In his previous article, expert contributor Mark Whitehorn looked at what we shouldn't consider when selecting and buying a database. In this follow-up, as promised, he offers his expert advice on what we should consider.
In my last article, I made the unlikely assertion that, for average applications, we shouldn't make purchasing decisions about database engines on the basis of cost, robustness, scalability and/or speed. You read that right. These are simply not the issues that they once were. That was all for the "not to do" list, so now here comes the "to do" list.
Having disregarded the aforementioned four criteria, the decider for your choice of database engine should be whatever you specifically want from it -- or want it to do for you. Sounds obvious, so let's expand that idea with a few examples. In all probability, you are not buying an application and database engine solely to store data: there is usually something specific that you want to achieve. There are many technologies that can add functionality to a mere data store, including:
- Data warehousing: Gathering data from disparate systems into a single repository.
- OLAP: On-Line Analytical Processing is a way of structuring data in a multi-dimensional form, often called a cube, to facilitate rapid and intuitive analysis.
- Data mining: Algorithms for discerning patterns in data, some of which might be interesting.
- Spatial data: The ability to store and manipulate co-ordinates that describe geographical locations.
- Complex/user-defined data types: For instance, handling XML data.
- File streaming: The ability to store Binary Large Objects (BLOBs) in the file system and yet have the object appear in the database as if held in a table.
- Grid computing: A means of pooling the resources of many computers.
In today's information-hungry world, it is quite possible that you'll have an interest in business intelligence (BI), which is all about finding information in a mass of data (and why would we gather that mass of data if not to unlock the secrets it holds?). The term BI encompasses the first three areas on the above list -- data warehousing, OLAP, data mining -- and more.
This is not an exhaustive list of everything that might interest your organization, but these are all areas where the major database engines can be distinctly different. So once you have identified a feature (or more than one) that is vitally important to achieving your particular goal, you have identified a distinguisher that should heavily influence your choice of database engine. The analogy to buying a car works here, just as it does in the 'how not to…' article: If you really love the idea of driving down the California coast's Big Sur highway with the top down, then you'll scope out all the convertibles, ignoring SUVs, trucks and the rest.
The same holds true in database selection.

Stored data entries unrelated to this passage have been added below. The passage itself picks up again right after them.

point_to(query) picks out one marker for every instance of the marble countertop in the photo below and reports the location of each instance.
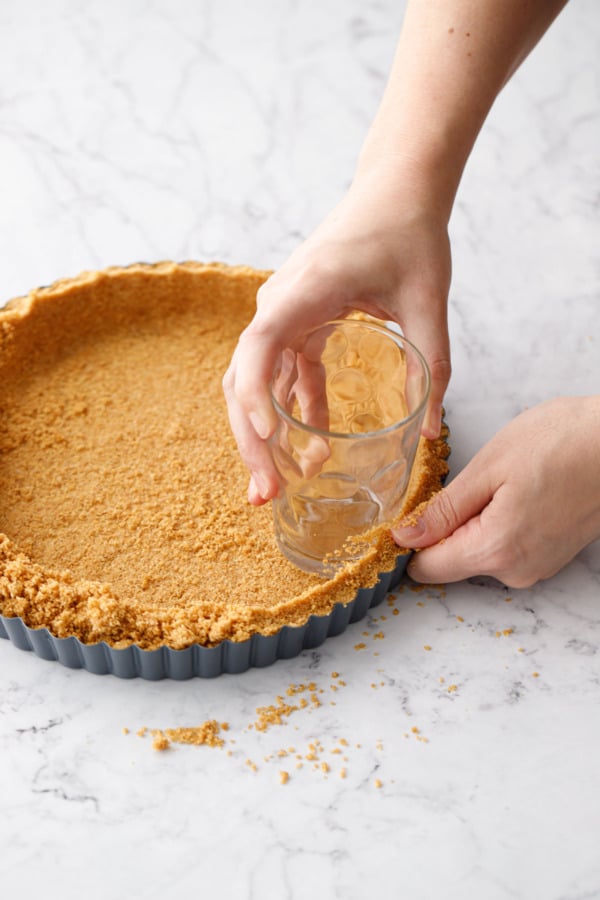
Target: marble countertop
(455, 754)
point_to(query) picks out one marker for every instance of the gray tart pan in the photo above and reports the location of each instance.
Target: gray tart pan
(198, 661)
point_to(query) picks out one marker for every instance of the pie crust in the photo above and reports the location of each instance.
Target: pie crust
(123, 510)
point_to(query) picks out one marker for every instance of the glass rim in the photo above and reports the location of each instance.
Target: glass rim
(400, 340)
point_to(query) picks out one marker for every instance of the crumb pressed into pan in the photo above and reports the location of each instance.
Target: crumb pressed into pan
(123, 511)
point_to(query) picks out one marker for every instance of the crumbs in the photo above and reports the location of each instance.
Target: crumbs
(335, 756)
(323, 759)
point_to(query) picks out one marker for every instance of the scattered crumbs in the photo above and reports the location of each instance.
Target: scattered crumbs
(161, 741)
(206, 733)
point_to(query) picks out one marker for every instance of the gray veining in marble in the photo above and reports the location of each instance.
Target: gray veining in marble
(146, 130)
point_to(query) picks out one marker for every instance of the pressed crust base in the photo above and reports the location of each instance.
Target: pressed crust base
(123, 511)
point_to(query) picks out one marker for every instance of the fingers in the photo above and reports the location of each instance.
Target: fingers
(447, 531)
(454, 559)
(264, 483)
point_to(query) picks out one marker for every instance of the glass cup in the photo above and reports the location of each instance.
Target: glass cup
(350, 402)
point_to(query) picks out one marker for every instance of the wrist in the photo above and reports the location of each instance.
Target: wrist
(405, 186)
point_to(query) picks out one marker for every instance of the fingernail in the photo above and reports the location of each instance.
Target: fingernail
(260, 426)
(261, 484)
(409, 529)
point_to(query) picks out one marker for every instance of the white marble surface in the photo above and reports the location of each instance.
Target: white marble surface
(151, 129)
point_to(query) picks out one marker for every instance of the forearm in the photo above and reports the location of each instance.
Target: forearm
(453, 58)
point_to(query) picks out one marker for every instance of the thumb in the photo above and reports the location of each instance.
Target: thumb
(446, 511)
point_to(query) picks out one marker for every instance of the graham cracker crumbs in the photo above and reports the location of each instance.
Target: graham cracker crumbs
(161, 742)
(123, 510)
(207, 733)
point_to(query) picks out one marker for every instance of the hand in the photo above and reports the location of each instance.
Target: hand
(524, 506)
(383, 250)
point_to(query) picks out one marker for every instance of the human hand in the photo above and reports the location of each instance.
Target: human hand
(524, 506)
(384, 250)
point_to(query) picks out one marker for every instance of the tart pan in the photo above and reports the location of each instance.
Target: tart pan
(197, 661)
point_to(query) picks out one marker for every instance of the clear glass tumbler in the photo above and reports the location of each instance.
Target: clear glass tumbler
(350, 401)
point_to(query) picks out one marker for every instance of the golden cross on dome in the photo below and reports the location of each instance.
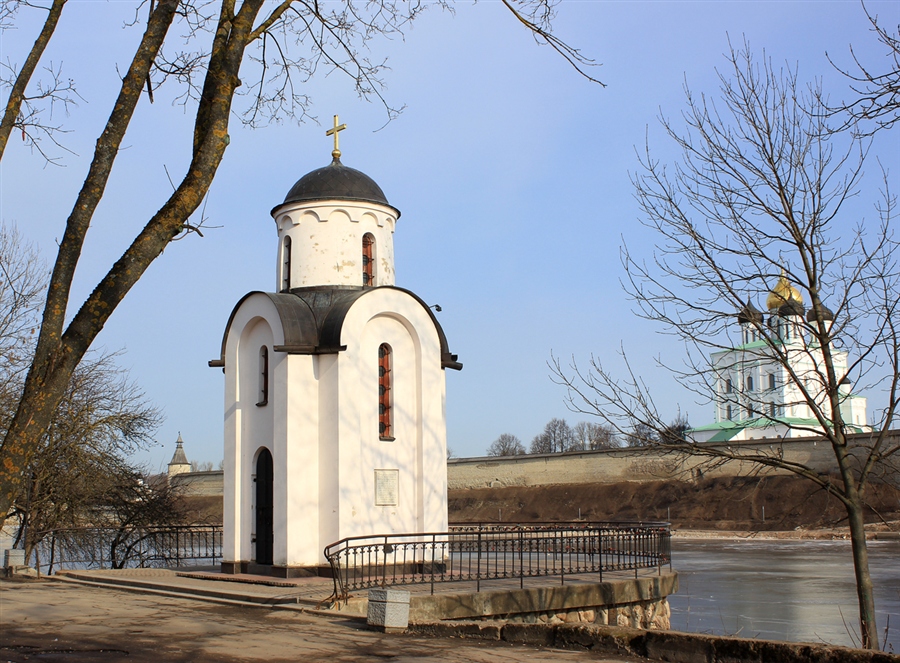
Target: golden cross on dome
(336, 153)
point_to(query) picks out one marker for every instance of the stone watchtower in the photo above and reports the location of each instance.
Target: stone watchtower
(179, 463)
(334, 386)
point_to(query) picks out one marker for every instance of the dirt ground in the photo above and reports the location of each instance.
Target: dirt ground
(774, 503)
(60, 622)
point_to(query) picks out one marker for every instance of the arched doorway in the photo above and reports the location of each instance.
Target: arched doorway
(264, 520)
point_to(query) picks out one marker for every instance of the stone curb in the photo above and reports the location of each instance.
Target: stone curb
(671, 646)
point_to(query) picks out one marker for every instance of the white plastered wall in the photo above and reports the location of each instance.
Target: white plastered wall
(326, 242)
(247, 426)
(418, 450)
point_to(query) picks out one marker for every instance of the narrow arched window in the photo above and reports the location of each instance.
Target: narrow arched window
(385, 378)
(368, 259)
(263, 376)
(286, 265)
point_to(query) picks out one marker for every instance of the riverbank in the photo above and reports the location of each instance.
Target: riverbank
(773, 504)
(879, 532)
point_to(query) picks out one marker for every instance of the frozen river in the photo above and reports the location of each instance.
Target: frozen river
(782, 590)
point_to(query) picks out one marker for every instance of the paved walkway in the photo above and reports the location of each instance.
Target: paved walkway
(54, 620)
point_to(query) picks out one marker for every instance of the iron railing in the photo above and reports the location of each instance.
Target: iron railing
(113, 548)
(476, 552)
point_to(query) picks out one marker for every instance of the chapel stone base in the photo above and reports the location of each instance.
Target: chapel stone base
(252, 568)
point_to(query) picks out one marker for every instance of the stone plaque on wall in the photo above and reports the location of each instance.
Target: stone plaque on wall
(387, 487)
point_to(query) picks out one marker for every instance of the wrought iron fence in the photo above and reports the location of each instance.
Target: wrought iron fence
(481, 552)
(113, 548)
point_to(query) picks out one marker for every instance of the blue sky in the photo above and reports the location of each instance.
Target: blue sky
(511, 172)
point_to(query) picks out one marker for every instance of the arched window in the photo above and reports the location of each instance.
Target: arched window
(263, 376)
(385, 378)
(286, 265)
(368, 259)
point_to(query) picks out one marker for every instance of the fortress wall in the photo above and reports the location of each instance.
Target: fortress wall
(632, 464)
(204, 484)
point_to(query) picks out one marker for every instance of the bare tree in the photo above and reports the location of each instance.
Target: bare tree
(753, 210)
(556, 437)
(200, 47)
(591, 436)
(642, 434)
(102, 417)
(875, 100)
(506, 445)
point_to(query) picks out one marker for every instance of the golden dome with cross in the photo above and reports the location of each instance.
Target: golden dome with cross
(783, 293)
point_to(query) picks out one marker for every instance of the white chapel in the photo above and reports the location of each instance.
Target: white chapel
(755, 395)
(334, 386)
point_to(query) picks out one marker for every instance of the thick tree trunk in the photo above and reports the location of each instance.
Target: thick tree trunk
(867, 626)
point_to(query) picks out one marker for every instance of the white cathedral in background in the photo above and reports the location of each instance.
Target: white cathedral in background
(334, 386)
(755, 397)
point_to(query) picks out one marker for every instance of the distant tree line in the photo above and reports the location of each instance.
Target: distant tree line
(559, 437)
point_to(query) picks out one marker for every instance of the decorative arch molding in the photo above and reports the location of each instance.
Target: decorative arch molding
(312, 320)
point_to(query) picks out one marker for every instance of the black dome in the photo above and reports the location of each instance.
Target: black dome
(336, 182)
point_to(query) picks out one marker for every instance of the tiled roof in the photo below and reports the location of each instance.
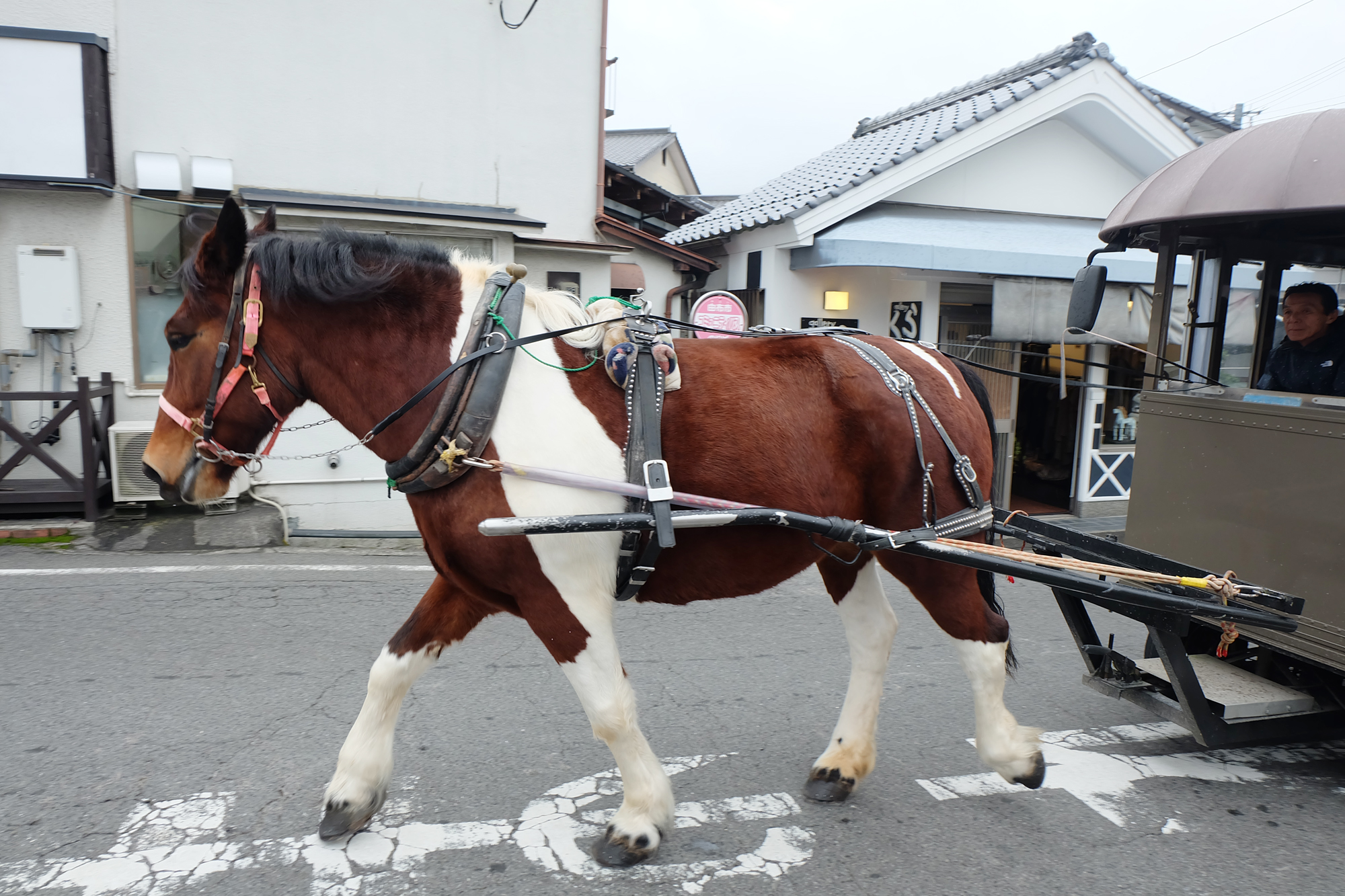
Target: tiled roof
(629, 149)
(888, 140)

For example, if you were interested in BI functions, you would probably look closely at Microsoft because, in recent years, it's put a huge amount of effort into its BI software technologies. With SQL Server, Microsoft includes in the box an ETL (extract, transform and load) tool called Integration Services, essential for populating and managing a data warehouse. Also in the box, you'll find Analysis Services, arguably the world's best multi-dimension database engine.
So I would argue that Microsoft has a good, rounded BI offering. On the other hand, I would also argue that, for example, IBM has a better range of data mining algorithms, so when it comes to BI, the two companies have quite different strengths.
But perhaps you are interested in spatial data? IBM and Oracle have supported spatial data types for years, while SQL Server hasn't quite got them yet: They'll appear in SQL Server 2008 due later this year, and what we'll get will, of course, be version 1.0 of spatial data type support.
Grid computing? Oracle rules here … and the list goes on. Each database vendor has concentrated on the feature set it deems most important, and saleable, and this leads to different levels of support for the various features.
You may, for example, be gearing up to handle XML data, in which case you'll need to carefully evaluate how well each engine supports XQuery -- the language for querying XML data -- and also the XML shredding functionality that each offers.
The point here is not to waste much (if any) of your precious time looking at robustness, scalability, speed or cost -- which, as I said at the outset, are really not the issues they once were. Instead, you should prioritize and focus on the specific areas of database technology and features that will deliver what you want.
Of course, knowing what your organization wants is more than half the battle (and may require some long meetings), but that should ultimately help you to determine which engine is truly right for your company.
About the author: Dr. Mark Whitehorn specializes in the areas of data analysis, data modeling, data warehousing and business intelligence (BI). Based in the U.K., he works as a consultant for a number of national and international companies, designing databases and BI systems. In addition to his consultancy practice, he is a well-recognized commentator on the computer world, publishing about 150,000 words a year, which appear in the form of articles, in publications such as PCW and Server Management Magazine, white papers and books.
He has written nine books on database and BI technology. The first one "Inside Relational Databases" (1997) is now in its third edition and has been translated into three other languages. The most recent is about MDX (a language for manipulating multi-dimensional data structures) and was co-written with the original architect of the language – Mosha Pasumansky. Mark has also worked as an associate with QA-IQ since 2000. He developed the company's database analysis and design course as well as its data warehousing course.